Dessin illustrant le chargement de la frégate Le Machault

Dans un dernier effort pour soutenir sa colonie, la France dépêche une mission de secours en Nouvelle-France. Cinq navires marchands escortés par la frégate Le Machault appareillent du port de Bordeaux, le 10 avril 1760. Chargés de 2000 tonneaux de vivres et de munitions, les six voiliers transportent 400 hommes de troupe.

 

 

 

 

Dessin représentant une scène du combat naval

Au lendemain de son départ, la flottille doit s'éparpiller afin d'échapper aux vaisseaux britanniques qui maintiennent le blocus des côtes françaises. L'Aurore et Le Soleil sont arraisonnés. Deux semaines plus tard, Le Fidélité fait naufrage au large des Açores. Seuls Le Machault, Le Bienfaisant et Le Marquis-de-Malauze se retrouvent dans le golfe du Saint-Laurent, le 15 mai.

 

 

La stratégie

Illustration du commandant La Giraudais élaborant sa stratégie

Ayant appris que des navires britanniques l'avaient précédé, La Giraudais, commandant de l'expédition, décide de se réfugier à la tête de la baie des Chaleurs, hors d'atteinte des vaisseaux britanniques. Le 18 mai, il ancre la flottille dans l'estuaire de la rivière Ristigouche.

 

 

 

 

Dessin représentant des membres de la communauté micmaque

À cette époque, la petite agglomération de Ristigouche compte des réfugiés acadiens et quelque 150 familles micmaques. L'arrivée des navires français est providentielle pour cette population réduite à la famine. Nourrie et armée par les Français, elle se prépare à livrer bataille avec eux.

 

 

 

 

Vaisseaux de guerre britannique

De leur côté, les Britanniques dépêchent, de Louisbourg, une escadre de cinq vaisseaux de guerre commandée par le capitaine Byron. Le 22 juin, la flottille française se retrouve bloquée au fond de la baie des Chaleurs.
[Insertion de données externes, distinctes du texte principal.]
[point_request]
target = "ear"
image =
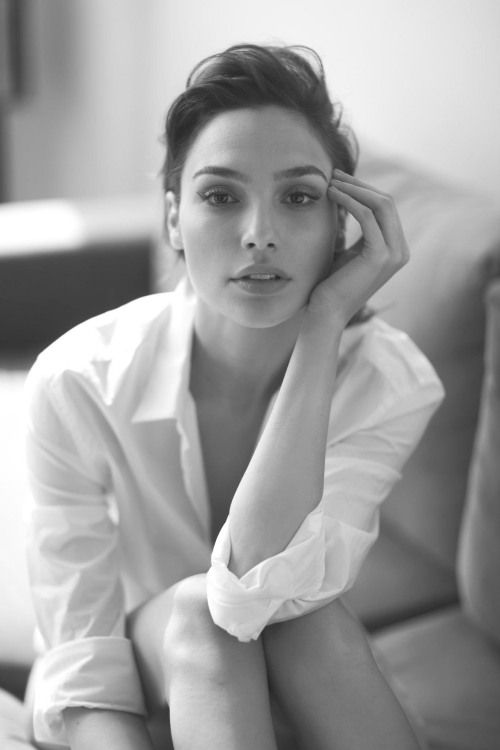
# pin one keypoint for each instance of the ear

Devant la supériorité britannique, La Giraudais retraite vers l'intérieur. Il espère que les vaisseaux britanniques, avec leur fort tirant d'eau, ne pourront s'engager dans le chenal donnant accès à l'estuaire.

 

 

 

Dessin illustrant le sabordage de goélettes

Une batterie de canons est aussi installée sur la rive nord de la rivière Ristigouche. Le Machault est gardé dans le chenal, derrière un barrage de goélettes que le commandant a fait saborder pour obstruer le passage.

 

 

 

L'affrontement

Dessin illustrant une scène du combat naval

Après plusieurs jours de tentatives pour trouver le chenal principal, les Britanniques réussissent, le 3 juillet, à se frayer un chemin. Le Machault doit se replier en amont. L'affrontement qui suit dure plusieurs jours, et la bataille est ponctuée de nombreux revirements.

 

 

 

 

Dessin illustrant le sabordage du Machault

Le 8 juillet, devant l'inéluctable, le commandant La Giraudais fait saborder Le Machault et Le Bienfaisant afin d'empêcher les Britanniques de s'emparer des vivres et des munitions. Sans la présence de prisonniers dans ses cales, Le Marquis-de-Malauze aurait subi le même sort.

 

 

 

La fin des espoirs

Dessin illustrant la capitulation des troupes françaises

Les secours tant attendus gisent maintenant au fond de la rivière. Privée de renforts et de ravitaillement, la Nouvelle-France capitule à Montréal le 8 septembre 1760. La nouvelle ne parvient à Ristigouche que le 23 octobre. Six jours plus tard, la petite garnison se rend.

C'est donc ici que fut scellé le sort de la Nouvelle-France en 1760.